Inflation in the eurozone will likely turn positive in the second half of the year, ECB governing council member François Villeroy de Galhau reportedly said Wednesday. The comments come just days after Eurostat, the European Commission’s statistics bureau, noted that prices fell by 0.2 percent in 12 months to February, marking the first negative inflation figure since September.

Economists had expected a flat reading, following inflation of 0.3 percent in January, but a renewed drop in crude oil prices weighed more than expected in February. ECB’s efforts to raise inflation in the 19-member bloc to “just below 2 percent” in the past year has met with mixed results so far.

However, Villeroy said: "Temporarily negative inflation is not deflation," adding that stabilization of oil prices would result in "slightly positive inflation during the second half of the year." He was speaking Wednesday before the French Parliament's Finance Commission.
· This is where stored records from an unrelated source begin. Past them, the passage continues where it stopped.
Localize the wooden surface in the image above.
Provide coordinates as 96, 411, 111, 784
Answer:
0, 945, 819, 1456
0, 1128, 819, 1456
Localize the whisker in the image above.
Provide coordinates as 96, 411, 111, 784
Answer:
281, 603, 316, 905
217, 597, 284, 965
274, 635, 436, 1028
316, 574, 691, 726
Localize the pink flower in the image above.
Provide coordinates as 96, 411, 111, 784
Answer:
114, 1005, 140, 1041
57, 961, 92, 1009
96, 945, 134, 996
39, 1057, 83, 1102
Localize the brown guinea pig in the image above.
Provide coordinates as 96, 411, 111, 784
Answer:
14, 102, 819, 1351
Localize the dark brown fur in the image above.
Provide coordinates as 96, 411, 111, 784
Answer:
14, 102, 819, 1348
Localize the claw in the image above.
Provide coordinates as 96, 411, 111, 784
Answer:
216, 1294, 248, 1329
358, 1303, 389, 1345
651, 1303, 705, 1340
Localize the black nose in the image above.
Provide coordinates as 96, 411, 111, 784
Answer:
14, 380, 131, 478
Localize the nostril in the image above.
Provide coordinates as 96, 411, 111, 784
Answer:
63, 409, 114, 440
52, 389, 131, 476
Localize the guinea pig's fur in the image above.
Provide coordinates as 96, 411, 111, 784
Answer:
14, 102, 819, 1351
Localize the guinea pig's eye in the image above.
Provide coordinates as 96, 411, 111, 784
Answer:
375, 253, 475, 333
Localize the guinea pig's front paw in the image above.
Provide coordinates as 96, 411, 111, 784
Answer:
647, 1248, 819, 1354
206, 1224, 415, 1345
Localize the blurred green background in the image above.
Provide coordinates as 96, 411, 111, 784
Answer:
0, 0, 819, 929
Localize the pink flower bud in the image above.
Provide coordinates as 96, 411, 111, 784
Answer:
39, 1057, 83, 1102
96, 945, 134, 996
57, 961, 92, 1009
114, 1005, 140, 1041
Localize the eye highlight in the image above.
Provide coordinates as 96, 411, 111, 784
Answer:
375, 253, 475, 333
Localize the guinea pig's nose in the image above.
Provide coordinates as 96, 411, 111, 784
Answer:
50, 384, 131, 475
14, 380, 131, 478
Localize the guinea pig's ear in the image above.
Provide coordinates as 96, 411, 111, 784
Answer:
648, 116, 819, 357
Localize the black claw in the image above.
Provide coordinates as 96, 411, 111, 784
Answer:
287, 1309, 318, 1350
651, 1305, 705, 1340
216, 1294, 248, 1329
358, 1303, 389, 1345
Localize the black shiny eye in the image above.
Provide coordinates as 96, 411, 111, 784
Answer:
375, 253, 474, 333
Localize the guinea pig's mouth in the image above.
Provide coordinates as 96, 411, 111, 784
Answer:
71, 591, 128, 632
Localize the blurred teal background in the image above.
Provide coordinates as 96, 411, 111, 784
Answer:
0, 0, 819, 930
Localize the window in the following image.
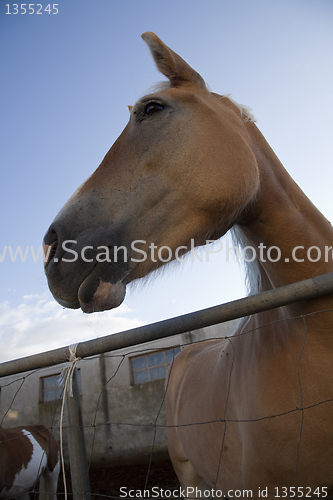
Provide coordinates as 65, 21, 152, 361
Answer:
130, 347, 180, 384
40, 369, 82, 403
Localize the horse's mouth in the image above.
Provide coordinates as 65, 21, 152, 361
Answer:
44, 243, 131, 313
78, 275, 126, 313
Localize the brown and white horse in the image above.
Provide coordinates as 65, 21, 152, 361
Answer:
44, 33, 333, 498
0, 425, 60, 500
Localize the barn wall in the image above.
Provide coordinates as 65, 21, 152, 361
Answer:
0, 322, 235, 466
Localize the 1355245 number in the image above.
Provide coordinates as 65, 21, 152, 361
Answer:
6, 3, 59, 15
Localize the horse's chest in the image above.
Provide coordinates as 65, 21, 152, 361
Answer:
0, 430, 47, 499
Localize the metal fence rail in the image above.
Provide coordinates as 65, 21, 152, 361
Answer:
0, 272, 333, 377
0, 272, 333, 500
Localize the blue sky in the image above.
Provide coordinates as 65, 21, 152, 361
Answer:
0, 0, 333, 360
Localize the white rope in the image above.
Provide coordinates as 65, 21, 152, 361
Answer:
59, 344, 81, 500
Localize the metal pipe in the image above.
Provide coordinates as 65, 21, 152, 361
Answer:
65, 368, 91, 500
0, 272, 333, 377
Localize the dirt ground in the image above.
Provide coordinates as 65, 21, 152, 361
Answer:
58, 460, 179, 500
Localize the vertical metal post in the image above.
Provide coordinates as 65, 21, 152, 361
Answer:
66, 368, 91, 500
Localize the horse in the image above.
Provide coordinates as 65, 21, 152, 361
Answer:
0, 425, 60, 500
43, 32, 333, 498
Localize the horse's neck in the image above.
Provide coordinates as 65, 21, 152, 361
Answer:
235, 123, 333, 316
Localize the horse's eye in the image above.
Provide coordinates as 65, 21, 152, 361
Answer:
145, 102, 164, 116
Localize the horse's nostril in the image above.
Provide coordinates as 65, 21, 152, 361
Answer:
43, 240, 58, 269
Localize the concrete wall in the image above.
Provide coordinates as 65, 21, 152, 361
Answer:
0, 322, 235, 465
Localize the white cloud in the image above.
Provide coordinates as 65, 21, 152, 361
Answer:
0, 293, 143, 362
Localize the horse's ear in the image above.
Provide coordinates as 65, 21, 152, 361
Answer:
141, 31, 206, 88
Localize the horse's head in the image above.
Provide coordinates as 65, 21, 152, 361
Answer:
44, 33, 259, 312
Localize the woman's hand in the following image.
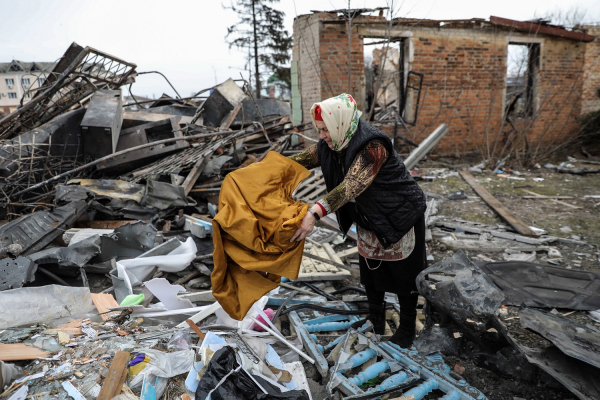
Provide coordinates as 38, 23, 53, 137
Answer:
290, 210, 317, 242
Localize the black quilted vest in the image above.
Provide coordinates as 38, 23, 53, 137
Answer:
317, 121, 427, 248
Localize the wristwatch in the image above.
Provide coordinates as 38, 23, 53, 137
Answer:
308, 210, 321, 221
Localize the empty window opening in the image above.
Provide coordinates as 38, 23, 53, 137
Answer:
506, 43, 540, 118
364, 38, 408, 121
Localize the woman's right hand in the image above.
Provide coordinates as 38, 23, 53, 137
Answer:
290, 210, 317, 242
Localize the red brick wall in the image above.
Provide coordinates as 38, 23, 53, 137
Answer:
581, 26, 600, 115
410, 28, 507, 154
506, 37, 585, 156
292, 14, 321, 137
295, 13, 588, 158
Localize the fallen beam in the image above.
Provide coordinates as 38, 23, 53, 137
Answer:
459, 171, 540, 237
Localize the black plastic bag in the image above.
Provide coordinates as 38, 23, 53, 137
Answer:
196, 346, 309, 400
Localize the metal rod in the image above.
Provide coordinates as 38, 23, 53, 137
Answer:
12, 131, 234, 197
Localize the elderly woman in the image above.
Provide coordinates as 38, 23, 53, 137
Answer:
290, 94, 427, 348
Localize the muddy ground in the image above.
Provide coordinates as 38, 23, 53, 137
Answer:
336, 160, 600, 400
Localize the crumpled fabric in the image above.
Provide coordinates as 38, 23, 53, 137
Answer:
211, 152, 309, 321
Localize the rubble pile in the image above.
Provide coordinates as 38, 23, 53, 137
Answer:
0, 43, 600, 400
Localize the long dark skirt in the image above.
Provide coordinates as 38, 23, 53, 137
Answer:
359, 217, 427, 296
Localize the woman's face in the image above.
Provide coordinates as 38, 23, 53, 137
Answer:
315, 121, 333, 150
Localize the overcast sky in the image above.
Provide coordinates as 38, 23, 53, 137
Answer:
0, 0, 600, 97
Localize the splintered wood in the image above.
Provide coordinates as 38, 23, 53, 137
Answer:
0, 343, 50, 361
297, 246, 352, 281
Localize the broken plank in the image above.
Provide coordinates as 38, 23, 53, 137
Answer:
459, 171, 540, 237
181, 156, 210, 196
90, 293, 119, 321
177, 290, 217, 303
442, 236, 547, 253
96, 350, 129, 400
219, 101, 242, 131
522, 195, 575, 200
0, 343, 50, 361
550, 199, 581, 209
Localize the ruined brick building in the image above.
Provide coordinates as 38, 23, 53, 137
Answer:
292, 12, 600, 157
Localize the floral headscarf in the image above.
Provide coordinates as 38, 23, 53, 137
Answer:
310, 93, 362, 151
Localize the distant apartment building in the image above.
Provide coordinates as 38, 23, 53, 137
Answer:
0, 60, 56, 114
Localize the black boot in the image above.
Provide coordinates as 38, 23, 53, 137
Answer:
351, 302, 385, 335
350, 285, 385, 335
390, 296, 419, 349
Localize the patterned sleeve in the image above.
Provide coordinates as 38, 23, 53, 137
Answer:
288, 143, 321, 169
318, 140, 388, 214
Villeroy reportedly said that while domestic demand remained resilient, risks to the global economy had “indisputably increased” due to the fall in oil prices, an economic slowdown in China and other emerging markets, and uncertainty about growth in the U.S.

"It is necessary to prevent expectations about future inflation from becoming too pessimistic," Villeroy said, adding that the ECB was prepared to "to use our palette of instruments, if necessary, at the next Governing Council meeting," fuelling investor expectations of further easing by the central bank this month.